Kendi duygularımızın farkında olduğumuz gibi diğer insanların duygularının da farkında olarak yaşıyoruz. Sosyal ilişkilerimizi diğer insanların duygularını göz önüne alarak kuruyor ve devam ettiriyoruz. Bir açıdan baktığımızda, yaşamımızı belli duyguları yaşamak, belli duygulardan uzak kalmak üzere yönlendirdiğimizi görüyoruz. Hepimiz mutlu bir yaşam sürmeye çalışıyor, örneğin boş zamanlarımızda hoşumuza giden, bize güzel duygular yaşatacak etkinlikler gerçekleştiriyor, hoşumuza gitmeyen şeylerden uzak durmaya çalışıyoruz. Yönlendirebildiğimiz duyguların yanı sıra kontrolümüz dışında, bize sanki içimizde ikinci bir varlık varmış da aslında o varlığa aitmiş gibi gelen duygular da yaşıyoruz. İşte korku da böyle bir duygu.

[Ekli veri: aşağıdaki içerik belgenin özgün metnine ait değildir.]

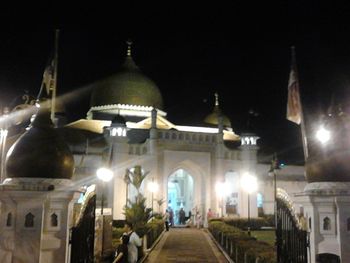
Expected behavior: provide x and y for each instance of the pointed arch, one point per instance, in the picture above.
(29, 220)
(9, 219)
(54, 220)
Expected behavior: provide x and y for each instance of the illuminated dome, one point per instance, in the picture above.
(129, 86)
(40, 152)
(213, 118)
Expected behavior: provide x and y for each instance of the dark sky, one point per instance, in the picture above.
(242, 51)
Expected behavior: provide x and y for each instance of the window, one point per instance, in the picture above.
(9, 219)
(326, 223)
(310, 223)
(29, 220)
(54, 220)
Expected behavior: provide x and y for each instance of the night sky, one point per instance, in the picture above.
(242, 51)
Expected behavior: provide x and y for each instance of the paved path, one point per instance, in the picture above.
(185, 245)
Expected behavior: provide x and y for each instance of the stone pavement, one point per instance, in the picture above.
(185, 245)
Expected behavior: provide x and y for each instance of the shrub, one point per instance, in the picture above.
(243, 243)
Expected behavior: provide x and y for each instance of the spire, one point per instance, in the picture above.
(129, 63)
(216, 99)
(129, 43)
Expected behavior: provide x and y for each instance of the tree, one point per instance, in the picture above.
(136, 212)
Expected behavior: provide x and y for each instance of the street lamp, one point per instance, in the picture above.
(153, 188)
(222, 189)
(323, 135)
(105, 175)
(272, 172)
(249, 184)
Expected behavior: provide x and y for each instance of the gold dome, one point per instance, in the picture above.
(129, 86)
(213, 118)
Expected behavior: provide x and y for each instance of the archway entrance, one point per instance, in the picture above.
(180, 194)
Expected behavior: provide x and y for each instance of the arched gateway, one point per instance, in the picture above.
(180, 193)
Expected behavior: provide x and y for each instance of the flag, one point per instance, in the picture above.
(48, 77)
(294, 111)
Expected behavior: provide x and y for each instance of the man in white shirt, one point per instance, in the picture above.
(134, 242)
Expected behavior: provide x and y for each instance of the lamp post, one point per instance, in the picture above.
(323, 135)
(274, 166)
(249, 184)
(3, 137)
(153, 188)
(222, 189)
(105, 175)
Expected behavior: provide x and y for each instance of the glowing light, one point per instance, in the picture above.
(153, 187)
(104, 174)
(323, 135)
(120, 132)
(222, 189)
(249, 183)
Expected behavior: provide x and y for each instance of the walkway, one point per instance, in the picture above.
(185, 245)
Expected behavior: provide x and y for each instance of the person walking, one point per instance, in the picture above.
(166, 219)
(122, 250)
(134, 243)
(182, 216)
(171, 217)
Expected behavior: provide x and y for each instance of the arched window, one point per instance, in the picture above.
(310, 223)
(9, 219)
(54, 220)
(29, 220)
(326, 223)
(259, 200)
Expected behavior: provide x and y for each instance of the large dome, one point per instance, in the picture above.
(129, 86)
(40, 153)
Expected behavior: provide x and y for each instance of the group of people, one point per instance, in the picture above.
(127, 251)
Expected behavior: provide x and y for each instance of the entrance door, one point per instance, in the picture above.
(328, 258)
(180, 195)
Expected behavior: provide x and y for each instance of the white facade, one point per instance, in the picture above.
(327, 212)
(201, 153)
(35, 220)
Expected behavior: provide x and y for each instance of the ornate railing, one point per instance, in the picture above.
(292, 237)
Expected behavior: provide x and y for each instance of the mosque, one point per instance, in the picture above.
(196, 167)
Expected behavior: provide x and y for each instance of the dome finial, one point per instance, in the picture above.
(129, 43)
(216, 99)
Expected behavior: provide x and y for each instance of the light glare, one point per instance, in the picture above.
(323, 135)
(249, 183)
(104, 174)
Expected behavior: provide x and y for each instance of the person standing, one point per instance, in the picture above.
(134, 242)
(166, 220)
(182, 216)
(171, 217)
(122, 250)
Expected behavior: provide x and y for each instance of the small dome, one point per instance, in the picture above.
(40, 152)
(129, 86)
(213, 118)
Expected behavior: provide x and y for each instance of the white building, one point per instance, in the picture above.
(126, 117)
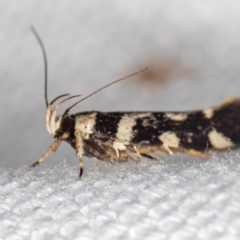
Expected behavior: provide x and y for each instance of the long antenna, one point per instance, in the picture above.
(45, 62)
(100, 89)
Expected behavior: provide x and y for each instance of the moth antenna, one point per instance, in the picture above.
(60, 96)
(100, 89)
(39, 40)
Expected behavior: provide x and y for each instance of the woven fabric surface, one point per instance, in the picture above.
(89, 44)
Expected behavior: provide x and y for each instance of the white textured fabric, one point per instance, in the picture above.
(89, 44)
(149, 200)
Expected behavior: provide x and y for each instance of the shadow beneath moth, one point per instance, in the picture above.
(122, 136)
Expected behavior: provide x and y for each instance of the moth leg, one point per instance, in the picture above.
(79, 151)
(148, 156)
(53, 147)
(117, 153)
(167, 149)
(137, 152)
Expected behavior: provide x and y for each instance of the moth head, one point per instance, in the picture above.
(65, 127)
(59, 126)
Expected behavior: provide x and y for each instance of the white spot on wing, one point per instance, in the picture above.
(126, 124)
(219, 141)
(208, 113)
(120, 145)
(176, 116)
(170, 139)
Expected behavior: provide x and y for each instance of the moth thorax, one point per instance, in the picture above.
(65, 127)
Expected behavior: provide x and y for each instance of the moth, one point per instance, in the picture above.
(117, 136)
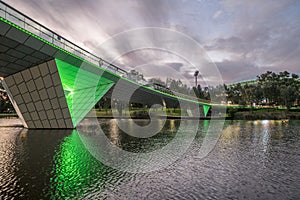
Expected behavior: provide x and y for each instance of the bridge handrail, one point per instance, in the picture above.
(11, 14)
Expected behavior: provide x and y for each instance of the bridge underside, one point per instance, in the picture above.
(53, 88)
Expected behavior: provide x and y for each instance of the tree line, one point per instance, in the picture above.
(269, 88)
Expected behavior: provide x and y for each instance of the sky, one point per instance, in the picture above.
(241, 38)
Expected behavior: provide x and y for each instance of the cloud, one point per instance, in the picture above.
(217, 14)
(243, 37)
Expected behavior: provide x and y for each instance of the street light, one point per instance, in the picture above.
(196, 75)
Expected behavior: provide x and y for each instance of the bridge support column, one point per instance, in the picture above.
(56, 94)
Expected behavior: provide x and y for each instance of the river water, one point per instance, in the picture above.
(251, 160)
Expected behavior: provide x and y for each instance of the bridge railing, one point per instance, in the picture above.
(9, 13)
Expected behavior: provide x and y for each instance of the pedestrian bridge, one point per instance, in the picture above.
(54, 83)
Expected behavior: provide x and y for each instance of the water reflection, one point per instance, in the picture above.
(253, 160)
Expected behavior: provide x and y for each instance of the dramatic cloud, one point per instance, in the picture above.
(243, 38)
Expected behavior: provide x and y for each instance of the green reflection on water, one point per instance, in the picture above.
(75, 170)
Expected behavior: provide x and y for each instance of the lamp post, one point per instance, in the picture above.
(196, 75)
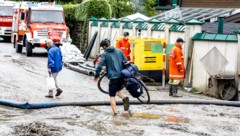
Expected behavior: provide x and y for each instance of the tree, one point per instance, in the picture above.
(121, 8)
(145, 7)
(149, 7)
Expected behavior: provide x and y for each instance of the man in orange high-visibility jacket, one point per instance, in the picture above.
(124, 45)
(176, 68)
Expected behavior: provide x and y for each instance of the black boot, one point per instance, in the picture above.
(175, 91)
(170, 90)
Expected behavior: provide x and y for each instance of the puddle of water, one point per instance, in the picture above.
(174, 119)
(146, 115)
(173, 110)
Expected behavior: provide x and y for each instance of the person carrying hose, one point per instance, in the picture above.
(124, 45)
(113, 59)
(176, 68)
(54, 65)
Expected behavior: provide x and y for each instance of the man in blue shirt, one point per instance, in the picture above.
(54, 65)
(113, 59)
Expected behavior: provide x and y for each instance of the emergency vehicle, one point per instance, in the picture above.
(6, 13)
(34, 23)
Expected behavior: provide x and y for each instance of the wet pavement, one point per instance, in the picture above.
(24, 79)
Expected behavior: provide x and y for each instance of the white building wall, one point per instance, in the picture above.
(201, 48)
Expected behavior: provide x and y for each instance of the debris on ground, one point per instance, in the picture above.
(38, 129)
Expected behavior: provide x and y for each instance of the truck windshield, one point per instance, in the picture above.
(47, 16)
(6, 10)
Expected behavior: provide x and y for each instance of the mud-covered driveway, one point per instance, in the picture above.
(24, 79)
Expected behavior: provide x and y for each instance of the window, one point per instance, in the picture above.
(6, 10)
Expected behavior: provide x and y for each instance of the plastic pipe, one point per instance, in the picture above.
(80, 70)
(26, 105)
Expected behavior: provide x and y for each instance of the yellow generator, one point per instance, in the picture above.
(147, 54)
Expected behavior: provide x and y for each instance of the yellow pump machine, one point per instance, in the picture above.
(147, 54)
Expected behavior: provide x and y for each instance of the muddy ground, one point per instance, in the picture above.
(24, 79)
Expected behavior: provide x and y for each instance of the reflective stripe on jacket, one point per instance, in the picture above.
(54, 59)
(124, 45)
(176, 63)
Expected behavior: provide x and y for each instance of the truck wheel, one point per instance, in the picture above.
(28, 48)
(18, 48)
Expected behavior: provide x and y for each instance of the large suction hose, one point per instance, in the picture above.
(27, 105)
(80, 70)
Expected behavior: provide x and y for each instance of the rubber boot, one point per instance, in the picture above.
(170, 90)
(59, 91)
(50, 94)
(175, 91)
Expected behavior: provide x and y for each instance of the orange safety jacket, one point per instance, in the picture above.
(176, 63)
(124, 45)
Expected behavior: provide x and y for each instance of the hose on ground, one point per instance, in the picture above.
(26, 105)
(80, 70)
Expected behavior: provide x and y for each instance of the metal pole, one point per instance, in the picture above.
(164, 65)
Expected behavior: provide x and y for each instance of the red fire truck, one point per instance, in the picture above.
(6, 13)
(34, 23)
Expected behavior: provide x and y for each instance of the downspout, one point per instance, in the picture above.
(220, 25)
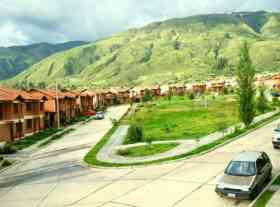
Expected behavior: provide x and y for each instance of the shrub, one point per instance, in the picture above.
(6, 163)
(147, 96)
(262, 103)
(135, 134)
(8, 149)
(149, 140)
(191, 96)
(123, 152)
(115, 122)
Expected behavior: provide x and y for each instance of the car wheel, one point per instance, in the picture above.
(254, 193)
(269, 177)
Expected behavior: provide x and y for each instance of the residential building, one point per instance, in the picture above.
(21, 114)
(67, 106)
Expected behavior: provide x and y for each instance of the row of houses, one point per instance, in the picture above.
(23, 113)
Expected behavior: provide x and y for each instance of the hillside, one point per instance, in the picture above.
(175, 50)
(14, 60)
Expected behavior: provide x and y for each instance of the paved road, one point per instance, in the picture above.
(55, 177)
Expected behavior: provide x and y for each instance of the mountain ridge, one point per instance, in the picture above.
(178, 49)
(15, 59)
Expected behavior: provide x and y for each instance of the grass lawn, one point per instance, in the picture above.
(263, 200)
(183, 118)
(146, 150)
(277, 181)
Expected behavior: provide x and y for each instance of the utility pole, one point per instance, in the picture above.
(57, 105)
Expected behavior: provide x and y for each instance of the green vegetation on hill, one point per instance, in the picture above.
(14, 60)
(175, 50)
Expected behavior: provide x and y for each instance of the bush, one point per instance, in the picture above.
(135, 134)
(8, 149)
(147, 96)
(262, 103)
(6, 163)
(115, 122)
(123, 152)
(191, 96)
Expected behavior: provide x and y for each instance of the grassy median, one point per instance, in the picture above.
(146, 150)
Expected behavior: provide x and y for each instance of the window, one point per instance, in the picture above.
(16, 108)
(239, 168)
(28, 123)
(260, 164)
(41, 106)
(1, 111)
(29, 107)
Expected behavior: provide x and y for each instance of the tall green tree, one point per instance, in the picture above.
(262, 103)
(246, 90)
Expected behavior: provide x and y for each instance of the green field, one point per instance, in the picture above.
(146, 150)
(183, 118)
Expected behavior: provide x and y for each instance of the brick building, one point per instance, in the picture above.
(21, 114)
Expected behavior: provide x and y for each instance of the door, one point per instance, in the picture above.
(19, 130)
(261, 171)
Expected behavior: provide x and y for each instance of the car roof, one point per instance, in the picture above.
(248, 156)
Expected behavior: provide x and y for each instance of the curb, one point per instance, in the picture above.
(264, 190)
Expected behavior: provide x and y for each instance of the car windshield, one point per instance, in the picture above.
(241, 168)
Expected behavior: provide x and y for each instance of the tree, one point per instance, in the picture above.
(246, 90)
(135, 134)
(147, 96)
(262, 101)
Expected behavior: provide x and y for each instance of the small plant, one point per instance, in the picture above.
(115, 122)
(147, 96)
(149, 141)
(123, 152)
(6, 163)
(8, 148)
(262, 103)
(191, 96)
(135, 134)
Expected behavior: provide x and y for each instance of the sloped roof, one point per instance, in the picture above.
(51, 94)
(9, 94)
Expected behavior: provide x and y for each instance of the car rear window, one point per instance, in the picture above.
(240, 168)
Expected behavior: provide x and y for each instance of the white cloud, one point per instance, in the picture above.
(9, 35)
(62, 20)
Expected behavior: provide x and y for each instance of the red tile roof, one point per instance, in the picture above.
(9, 94)
(51, 94)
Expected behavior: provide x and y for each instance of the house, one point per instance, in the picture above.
(89, 100)
(138, 93)
(122, 95)
(199, 88)
(177, 89)
(21, 114)
(155, 91)
(67, 106)
(106, 98)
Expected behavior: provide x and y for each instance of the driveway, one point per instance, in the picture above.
(55, 176)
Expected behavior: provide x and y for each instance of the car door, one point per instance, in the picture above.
(267, 165)
(261, 171)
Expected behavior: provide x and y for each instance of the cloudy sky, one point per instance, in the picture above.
(31, 21)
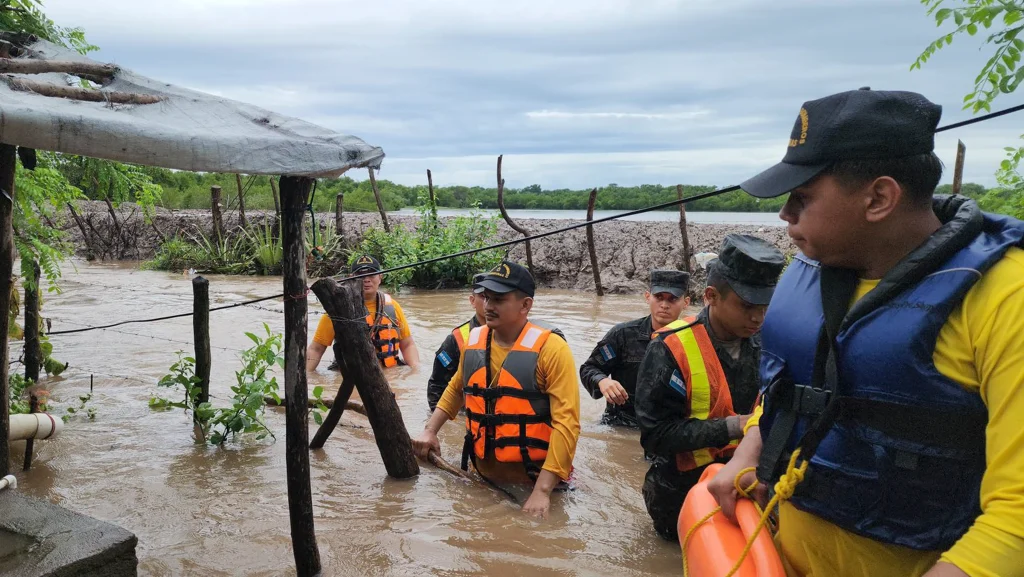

Hayvanların da duygulara sahip olduğunu biliyoruz. Fakat insanlardaki duyguların hayvanlarda görmediğimiz çok daha karmaşık ve özel bir yanı var. Deniz kıyısında bir lokantada mehtabı veya gün batımını seyrederken hoş duygular yaşayan bir insan, bir filmde başkalarının başına gelen talihsizlikleri seyredip ağlayabiliyor veya Orta Doğu ve Kuzey Afrika’daki petrol kaynaklarının kontrolünün ele geçirilmesi için binlerce insanın öldürülmesinden büyük bir üzüntü duyuyor, dünyanın pek çok bölgesindeki insan hakları ihlallerinden rahatsızlık duyup adaletin sağlanmasını arzuluyor. Yine aynı insan müziği zevkle dinleyip sanat eserleri karşısında hayranlığını gizlemiyor.